Silver prices whipsawed and attempted to move higher but failed and eased lower into the close. The dollar rebounded from session lows which reversed the course of precious metals. Since most precious metals are priced in dollars, a stronger greenback usually leads to lower silver prices. Yields were mixed, with the 2-year continuing to trend higher while the 10-year Treasury yield pulled back. More robust than expected Markit PMI numbers helped buoy the 2-year yield, which weighed on silver prices.

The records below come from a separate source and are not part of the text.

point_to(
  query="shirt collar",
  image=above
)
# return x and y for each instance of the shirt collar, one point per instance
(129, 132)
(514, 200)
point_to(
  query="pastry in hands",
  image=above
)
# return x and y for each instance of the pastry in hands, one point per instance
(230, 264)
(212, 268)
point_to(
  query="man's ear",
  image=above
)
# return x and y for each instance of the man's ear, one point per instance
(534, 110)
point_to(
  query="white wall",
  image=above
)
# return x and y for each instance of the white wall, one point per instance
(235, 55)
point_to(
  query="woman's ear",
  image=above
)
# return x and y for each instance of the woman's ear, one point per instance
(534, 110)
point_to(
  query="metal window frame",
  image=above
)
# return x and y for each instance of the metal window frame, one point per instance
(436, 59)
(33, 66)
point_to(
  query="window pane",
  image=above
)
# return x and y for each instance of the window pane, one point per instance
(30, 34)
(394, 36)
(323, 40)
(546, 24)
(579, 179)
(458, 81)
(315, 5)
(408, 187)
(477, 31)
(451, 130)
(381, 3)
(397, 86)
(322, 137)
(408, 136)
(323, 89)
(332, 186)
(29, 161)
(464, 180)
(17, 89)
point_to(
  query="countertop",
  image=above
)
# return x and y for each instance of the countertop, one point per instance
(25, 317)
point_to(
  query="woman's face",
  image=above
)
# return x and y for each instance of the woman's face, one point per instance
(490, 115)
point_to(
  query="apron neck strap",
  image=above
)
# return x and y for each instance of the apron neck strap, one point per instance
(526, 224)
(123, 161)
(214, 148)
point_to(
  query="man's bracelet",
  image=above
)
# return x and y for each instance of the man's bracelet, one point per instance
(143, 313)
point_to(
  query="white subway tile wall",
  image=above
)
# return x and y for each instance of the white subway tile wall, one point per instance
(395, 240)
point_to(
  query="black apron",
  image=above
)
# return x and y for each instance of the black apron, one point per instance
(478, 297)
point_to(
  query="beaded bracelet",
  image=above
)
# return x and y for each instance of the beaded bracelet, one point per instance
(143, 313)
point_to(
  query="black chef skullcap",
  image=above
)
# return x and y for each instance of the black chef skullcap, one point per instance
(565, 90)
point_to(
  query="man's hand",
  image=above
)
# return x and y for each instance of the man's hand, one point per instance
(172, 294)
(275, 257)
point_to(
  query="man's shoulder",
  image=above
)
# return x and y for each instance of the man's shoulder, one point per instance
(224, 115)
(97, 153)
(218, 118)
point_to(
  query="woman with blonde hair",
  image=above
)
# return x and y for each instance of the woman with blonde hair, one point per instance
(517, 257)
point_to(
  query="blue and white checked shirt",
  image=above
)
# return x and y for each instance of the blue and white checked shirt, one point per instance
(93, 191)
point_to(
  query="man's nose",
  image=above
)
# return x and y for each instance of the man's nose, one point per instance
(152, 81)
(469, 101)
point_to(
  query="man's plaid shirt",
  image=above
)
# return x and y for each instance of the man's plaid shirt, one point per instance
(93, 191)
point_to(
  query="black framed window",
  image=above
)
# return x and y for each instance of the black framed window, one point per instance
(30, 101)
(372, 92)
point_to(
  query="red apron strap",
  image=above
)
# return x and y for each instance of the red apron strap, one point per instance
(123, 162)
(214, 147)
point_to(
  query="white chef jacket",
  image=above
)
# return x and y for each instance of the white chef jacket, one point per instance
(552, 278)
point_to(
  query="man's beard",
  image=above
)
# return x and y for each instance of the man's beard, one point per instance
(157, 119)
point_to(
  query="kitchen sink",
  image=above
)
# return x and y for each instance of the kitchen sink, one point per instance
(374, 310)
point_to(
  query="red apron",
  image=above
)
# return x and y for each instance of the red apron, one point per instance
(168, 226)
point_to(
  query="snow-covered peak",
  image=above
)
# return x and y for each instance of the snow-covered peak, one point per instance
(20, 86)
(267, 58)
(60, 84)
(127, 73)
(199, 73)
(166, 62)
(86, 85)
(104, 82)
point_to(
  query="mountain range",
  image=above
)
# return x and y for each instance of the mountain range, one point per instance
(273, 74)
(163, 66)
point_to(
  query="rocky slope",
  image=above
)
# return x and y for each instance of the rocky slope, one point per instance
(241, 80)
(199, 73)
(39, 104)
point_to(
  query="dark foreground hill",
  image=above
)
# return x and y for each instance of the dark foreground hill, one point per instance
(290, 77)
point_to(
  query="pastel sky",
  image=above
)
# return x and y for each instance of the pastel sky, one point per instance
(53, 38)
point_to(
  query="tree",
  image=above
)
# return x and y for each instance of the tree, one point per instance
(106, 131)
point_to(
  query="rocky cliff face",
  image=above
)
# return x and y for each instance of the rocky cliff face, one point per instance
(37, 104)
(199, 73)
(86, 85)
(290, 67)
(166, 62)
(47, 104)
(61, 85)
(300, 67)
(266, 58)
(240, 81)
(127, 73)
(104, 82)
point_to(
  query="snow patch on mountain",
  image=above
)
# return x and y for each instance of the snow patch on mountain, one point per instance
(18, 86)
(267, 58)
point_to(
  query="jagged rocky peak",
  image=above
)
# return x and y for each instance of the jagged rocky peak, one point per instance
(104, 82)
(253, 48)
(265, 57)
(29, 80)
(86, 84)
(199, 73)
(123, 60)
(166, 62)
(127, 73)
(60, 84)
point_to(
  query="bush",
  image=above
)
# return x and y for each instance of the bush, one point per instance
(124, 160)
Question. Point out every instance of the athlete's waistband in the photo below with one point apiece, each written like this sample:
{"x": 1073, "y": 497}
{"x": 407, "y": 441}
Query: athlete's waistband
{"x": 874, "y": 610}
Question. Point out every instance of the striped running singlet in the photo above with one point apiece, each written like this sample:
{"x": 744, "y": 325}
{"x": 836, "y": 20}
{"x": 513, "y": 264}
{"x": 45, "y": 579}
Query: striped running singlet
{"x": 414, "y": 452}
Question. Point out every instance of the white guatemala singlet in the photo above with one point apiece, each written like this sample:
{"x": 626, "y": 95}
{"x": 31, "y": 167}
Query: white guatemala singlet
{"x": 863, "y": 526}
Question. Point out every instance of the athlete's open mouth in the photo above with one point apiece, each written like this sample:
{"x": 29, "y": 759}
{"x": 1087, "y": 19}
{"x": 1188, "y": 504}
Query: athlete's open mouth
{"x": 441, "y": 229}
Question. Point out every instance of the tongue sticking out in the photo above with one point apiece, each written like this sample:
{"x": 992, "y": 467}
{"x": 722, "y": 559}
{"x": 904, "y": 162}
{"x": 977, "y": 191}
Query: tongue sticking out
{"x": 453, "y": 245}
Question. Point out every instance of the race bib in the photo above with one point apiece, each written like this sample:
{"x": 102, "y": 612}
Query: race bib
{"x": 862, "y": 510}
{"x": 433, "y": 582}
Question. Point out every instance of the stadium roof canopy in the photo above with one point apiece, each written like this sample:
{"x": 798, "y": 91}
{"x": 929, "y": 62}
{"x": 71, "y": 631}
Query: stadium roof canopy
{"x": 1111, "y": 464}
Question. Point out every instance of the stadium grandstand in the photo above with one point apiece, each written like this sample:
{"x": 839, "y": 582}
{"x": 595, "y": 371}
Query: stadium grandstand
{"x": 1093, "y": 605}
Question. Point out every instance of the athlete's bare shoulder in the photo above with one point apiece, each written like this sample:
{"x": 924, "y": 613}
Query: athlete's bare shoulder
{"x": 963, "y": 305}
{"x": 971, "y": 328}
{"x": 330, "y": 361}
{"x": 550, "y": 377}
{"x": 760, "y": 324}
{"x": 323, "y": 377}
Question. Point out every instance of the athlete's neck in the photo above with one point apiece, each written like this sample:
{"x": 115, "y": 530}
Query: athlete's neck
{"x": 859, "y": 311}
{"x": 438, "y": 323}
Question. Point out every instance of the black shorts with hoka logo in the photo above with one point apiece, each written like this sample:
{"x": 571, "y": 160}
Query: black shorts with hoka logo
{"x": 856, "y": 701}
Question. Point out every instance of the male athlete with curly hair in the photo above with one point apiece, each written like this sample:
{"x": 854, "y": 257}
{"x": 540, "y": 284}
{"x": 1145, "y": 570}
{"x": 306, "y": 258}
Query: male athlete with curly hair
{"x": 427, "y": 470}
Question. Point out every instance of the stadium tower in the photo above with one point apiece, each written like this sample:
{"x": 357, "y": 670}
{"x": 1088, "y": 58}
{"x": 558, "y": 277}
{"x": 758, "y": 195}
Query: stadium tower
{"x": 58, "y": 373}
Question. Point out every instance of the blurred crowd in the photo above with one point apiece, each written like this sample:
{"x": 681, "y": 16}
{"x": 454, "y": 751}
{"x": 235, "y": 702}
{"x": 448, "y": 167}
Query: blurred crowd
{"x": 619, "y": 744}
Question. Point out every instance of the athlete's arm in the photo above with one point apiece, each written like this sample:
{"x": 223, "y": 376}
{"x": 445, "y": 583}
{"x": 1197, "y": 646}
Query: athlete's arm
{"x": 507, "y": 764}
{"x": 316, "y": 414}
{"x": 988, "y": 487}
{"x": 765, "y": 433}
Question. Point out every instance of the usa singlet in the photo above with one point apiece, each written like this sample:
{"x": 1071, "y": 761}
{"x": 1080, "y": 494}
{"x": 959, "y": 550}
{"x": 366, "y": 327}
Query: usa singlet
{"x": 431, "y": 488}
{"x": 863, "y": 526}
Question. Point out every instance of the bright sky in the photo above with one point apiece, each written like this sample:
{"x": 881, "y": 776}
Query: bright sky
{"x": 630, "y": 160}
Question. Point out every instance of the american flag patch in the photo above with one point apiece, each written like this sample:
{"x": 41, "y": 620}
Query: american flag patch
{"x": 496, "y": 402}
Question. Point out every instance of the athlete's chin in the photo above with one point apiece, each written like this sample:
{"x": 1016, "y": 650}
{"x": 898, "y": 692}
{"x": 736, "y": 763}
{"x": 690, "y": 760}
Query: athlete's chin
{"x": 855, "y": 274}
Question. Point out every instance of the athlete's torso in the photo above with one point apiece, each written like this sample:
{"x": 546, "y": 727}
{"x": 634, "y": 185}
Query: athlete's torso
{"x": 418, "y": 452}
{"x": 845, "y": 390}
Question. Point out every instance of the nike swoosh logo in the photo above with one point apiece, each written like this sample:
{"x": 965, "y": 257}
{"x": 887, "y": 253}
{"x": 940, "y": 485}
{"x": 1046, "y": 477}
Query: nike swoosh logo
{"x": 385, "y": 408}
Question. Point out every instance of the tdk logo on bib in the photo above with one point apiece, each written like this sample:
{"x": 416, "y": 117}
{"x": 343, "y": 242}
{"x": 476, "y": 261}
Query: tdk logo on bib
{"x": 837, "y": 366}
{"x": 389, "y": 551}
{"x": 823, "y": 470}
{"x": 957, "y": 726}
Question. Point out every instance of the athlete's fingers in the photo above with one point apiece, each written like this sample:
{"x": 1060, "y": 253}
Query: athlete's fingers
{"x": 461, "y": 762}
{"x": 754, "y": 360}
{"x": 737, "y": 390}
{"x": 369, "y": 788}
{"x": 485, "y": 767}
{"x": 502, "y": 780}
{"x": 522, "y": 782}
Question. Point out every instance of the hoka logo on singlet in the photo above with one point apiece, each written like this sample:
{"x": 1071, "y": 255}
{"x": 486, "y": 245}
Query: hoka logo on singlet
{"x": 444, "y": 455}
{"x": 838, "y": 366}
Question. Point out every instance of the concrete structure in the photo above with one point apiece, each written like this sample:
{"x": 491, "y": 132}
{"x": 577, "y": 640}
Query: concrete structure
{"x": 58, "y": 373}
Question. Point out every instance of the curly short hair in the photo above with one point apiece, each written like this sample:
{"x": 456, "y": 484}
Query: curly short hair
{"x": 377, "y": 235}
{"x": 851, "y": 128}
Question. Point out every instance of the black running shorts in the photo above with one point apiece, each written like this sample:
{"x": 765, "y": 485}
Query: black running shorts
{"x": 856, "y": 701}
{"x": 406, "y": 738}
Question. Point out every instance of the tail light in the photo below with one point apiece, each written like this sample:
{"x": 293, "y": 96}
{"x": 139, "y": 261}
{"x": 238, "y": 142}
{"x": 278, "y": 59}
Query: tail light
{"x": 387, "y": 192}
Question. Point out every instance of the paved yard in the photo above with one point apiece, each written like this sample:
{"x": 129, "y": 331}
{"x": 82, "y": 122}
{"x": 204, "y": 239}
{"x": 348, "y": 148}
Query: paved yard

Silver prices attempted to move higher but failed and settled nearly unchanged into the close. Support near the 10-day moving average at 23.46. Resistance is seen near the September highs at 24.82.. The 10-day moving average crossed above the 50-day moving average, which means a short-term uptrend is in place. Short-term momentum turned negative as the fast stochastic generated a crossover sell signal. Medium-term momentum has turned positive as the MACD (moving average convergence divergence) index generated a crossover buy signal. This occurs as the MACD line (the 12-day moving average minus the 26-day moving average) crosses above the MACD signal line (the 9-day moving average of the MACD line). The MACD histogram is printing in positive territory with a flattening trajectory which points to consolidation.
PMI surveys Were Mixed
The initial flash of the October Purchasing Managers Survey, showed stronger business activity. Markit reported on Friday that the U.S. Composite Output Index rose to 57.3 from 55.0 in September compared to expectations of 54.7. 3-month high. Flash U.S. Services Business Activity Index increased to 58.2 compared to 54.9 in September. Expectations were for a reading of 55.1. 3-month high. Flash U.S. Manufacturing PMI at 59.2 compared to 60.7 in September. Flash U.S. Manufacturing Output Index at 52.3 was a 15-month low.